What Is the Hypoplastic Left Heart Syndrome?

In a recent issue of the journal, we suggested that the criteria for inclusion in the so-called “hypoplastic left heart syndrome” should include an intact ventricular septum. Initially submitted as a Letter to the Editor, the process of review of our manuscript generated significant dismay among our referees. Hence, the Editor suggested a better alternative would be to publish our viewpoint as a brief communication, with a counterpoint from those dissenting. Both communications are now published in the final issue of the journal for 2023. The alternative view is strong on opinion but short in terms of evidence. We read that the authors “strongly believe that the subtype of HLHS with ventricular septal defect in the setting of mitral atresia and aortic stenosis (or mitral stenosis and aortic stenosis) fits within the extant IPCCC and ICD-11 definition of HLHS.” ¹ This is hardly surprising when extant definitions offer no details regarding the integrity of the ventricular septum. We had anticipated that, in their counterpoint, the authors would provide the evidence as to why cases with deficient ventricular septation should be included.
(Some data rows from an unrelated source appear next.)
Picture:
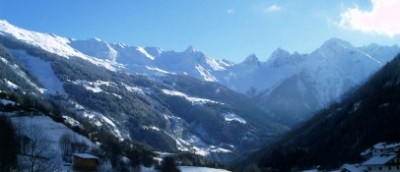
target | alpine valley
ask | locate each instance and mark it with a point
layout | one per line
(182, 101)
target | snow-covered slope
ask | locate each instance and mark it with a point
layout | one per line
(49, 42)
(320, 78)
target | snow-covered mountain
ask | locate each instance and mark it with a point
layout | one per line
(288, 86)
(320, 78)
(164, 108)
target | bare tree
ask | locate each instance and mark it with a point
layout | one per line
(65, 145)
(69, 144)
(36, 151)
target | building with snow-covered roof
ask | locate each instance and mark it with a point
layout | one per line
(385, 162)
(85, 162)
(381, 148)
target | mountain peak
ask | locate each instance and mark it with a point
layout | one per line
(336, 43)
(279, 52)
(191, 49)
(251, 59)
As we read their response, it seems their reason might be because we had described the syndrome as representing a “spectrum of disease.” This is true. But our spectrum was restricted to lesions attributable to acquired disease occurring in fetal life. We had suggested exclusion of cases with deficient ventricular septation simply because such cases would imply causation during embryonic, rather than fetal, life. In their response, our colleagues have commented on etiologic theories, suggesting that none have been fully established. We would encourage them to review the recent studies performed at the Hospital for Sick Children in Toronto. By restricting flow through the mitral valve, the investigators have simulated the pathological findings of the syndrome both in mice and lambs.^2,3 Like ourselves, the Canadian investigators stress the significance, as part of their models, of the integrity of the ventricular septum.
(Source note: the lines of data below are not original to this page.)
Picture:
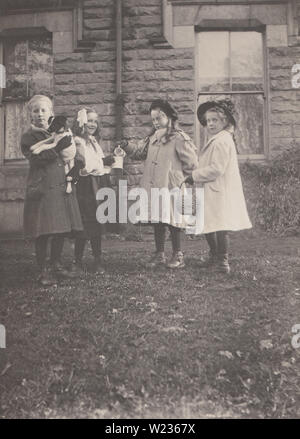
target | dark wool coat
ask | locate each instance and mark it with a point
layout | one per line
(48, 209)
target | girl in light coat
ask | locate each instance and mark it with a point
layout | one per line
(91, 172)
(169, 156)
(224, 202)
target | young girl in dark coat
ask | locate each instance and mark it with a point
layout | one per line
(49, 211)
(93, 173)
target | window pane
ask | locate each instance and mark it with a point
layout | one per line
(16, 122)
(249, 133)
(213, 61)
(15, 61)
(246, 61)
(40, 65)
(29, 68)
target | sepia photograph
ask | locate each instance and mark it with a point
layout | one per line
(150, 212)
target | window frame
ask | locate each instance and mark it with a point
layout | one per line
(231, 27)
(26, 34)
The evidence underpinning our own viewpoint came from our investigation of cases previously diagnosed by pathologists and held in archives of autopsied hearts. Maurice Lev, one of the giants of cardiac pathology, when establishing his own archive, had initially included examples in the syndrome with deficient ventricular septation. With increasing experience, he retained only those with intact ventricular septums. We have examined many of the hearts collected and diagnosed by Lev, along with the hearts gathered by Lodewyk Van Mierop, and now kept in the archive at the University of Florida in Gainesville. We have also studied the hearts now retained in the archive of Birmingham Children's Hospital in the United Kingdom. In none of these archives did we find examples with deficient ventricular septation included in the category of “hypoplastic left heart syndrome.” Our colleagues, in contrast, base their arguments on their clinical experience, the availability of previous categorizations, and on the information available from databases. But the entries in the databases are based on the previous categorizations, which to no small extent have been formulated by our colleagues themselves. Our question remains, therefore, as to whether the definitions for a given cardiac phenotype should be based on the best anatomical information available, or on the basis of previous experiences?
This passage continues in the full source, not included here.